Something about Rick Perry seems to inspire conversation that is awfully elemental. First, he was praying for rain. Then there were the Texas wildfires last month, and the question of whether or not they were related to the man-made climate change in which Perry does not believe. And now comes the rock. We'll leave it to others to litigate just exactly when a certain offensive word was visible on the boulder at the entrance to piece of land that Perry and his father starting leasing as a hunting ranch starting in the 1980s. But we can attempt to provide some additional context to the incendiary revelation, little as context may matter when a word such as this explodes onto the scene.
One Perry friend and resident of Throckmorton County, where the ranch is located, east of Perry's home county of Haskell, told me today that the offensive name for that parcel of land was as deeply ingrained as it gets -- "that pasture was called that for at least 100 years," said this person, who did not want to be quoted by name to avoid getting caught up in the controversy. This person went hunting there often with Perry but told me he does not recall seeing the rock. The Perry men "leased it to hunt, but didn't own the land and didn't have the grazing rights and I don't know if they had the authority to paint the rock or unpaint the rock or put up a sign or take down a sign," said this person.
This person also said that Throckmorton County was unquestionably even more rural and more conservative on the matter of race than adjacent Haskell, where the black population was larger, albeit still small. "When we moved to Throckmorton [in the 1960s] it was generally very prejudiced," this person said. "There was certainly some of that there. Haskell was just a better town, with a better kind of business, an economy based on doing other things, whereas Throckmorton was lots of old-time ranching families."
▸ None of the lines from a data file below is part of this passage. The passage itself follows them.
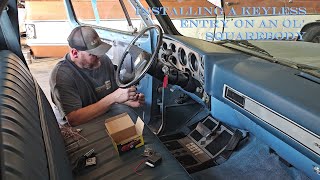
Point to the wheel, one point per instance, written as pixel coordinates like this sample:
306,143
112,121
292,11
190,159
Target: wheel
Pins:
312,35
22,149
135,62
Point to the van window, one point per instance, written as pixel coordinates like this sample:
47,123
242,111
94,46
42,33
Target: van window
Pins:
107,13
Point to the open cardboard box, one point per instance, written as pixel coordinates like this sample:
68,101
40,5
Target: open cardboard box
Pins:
124,133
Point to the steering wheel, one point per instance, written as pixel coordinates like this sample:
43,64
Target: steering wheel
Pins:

I also called Riley Couch, who has known Perry as long as anyone -- he was in the same Boy Scout troop in Haskell County, he went to Texas A&M with him, and he sold Bibles with him in Missouri one summer during college. Couch is not a hunter and has not been to the ranch in question. But he told me without hesitation that Rick Perry simply is not the type to traffic in the ugly side of Old South lingo. "All I know is in my experience with Rick of 50 years, I’ve never heard a word near like that uttered by him, have never heard him saying anything like it or close to it," said Couch, now a banker in Dallas. "He's just not like that."
Couch, who graduated from high school in 1967, a year ahead of Perry, noted that the schools in Haskell County were desegregated while he and Perry were in high school, though that had more of an impact on Couch's larger high school in Haskell, the county seat, than on Perry's tiny school in Paint Creek, 14 miles away. As Couch recalls it, the transition happened relatively smoothly in Haskell, where most of the black families lived on the north side of town, not far from where his own family lived. He saw the transition mostly through the frame of the high school sports teams he was on: "They were teammates, and good guys are good guys and if they're not then they're not." Couch said his father owned a small cotton warehouse near the high school where several of the town's black residents worked, and that he helped one of the first desegregated students, a young woman whose younger brother would go on to be a football standout, go to college.
Couch noted that Perry would have far more interactions with African-Americans at A&M, which was growing more diverse around the time he and Couch were there, and especially in his five years in the military. "It just never was a conversation topic in any form or fashion with us," said Couch.
It remains to be seen what kind of impact the story of the rock will have on a Perry campaign that was already starting to list. To my mind, this detail only confirms the sense I got after several weeks digging into Perry's political career, that Rick Perry is even more than most people the product of a place -- a West Texas political culture that, as one Perry friend put it to me, is a "sort of Confederate-based, anti-federal, anti-telling-me-what-the-hell-to-do kind of deal," and a Texas political culture as a whole that has kept Perry remarkably sheltered, in a state large enough to be its own country, with no real political opposition to speak of and a press corps too fractured to provide thorough scrutiny. Moving from this world to the national stage was going to be Perry's biggest challenge, not his ideology or the limits of his abilities. And so it is proving to be.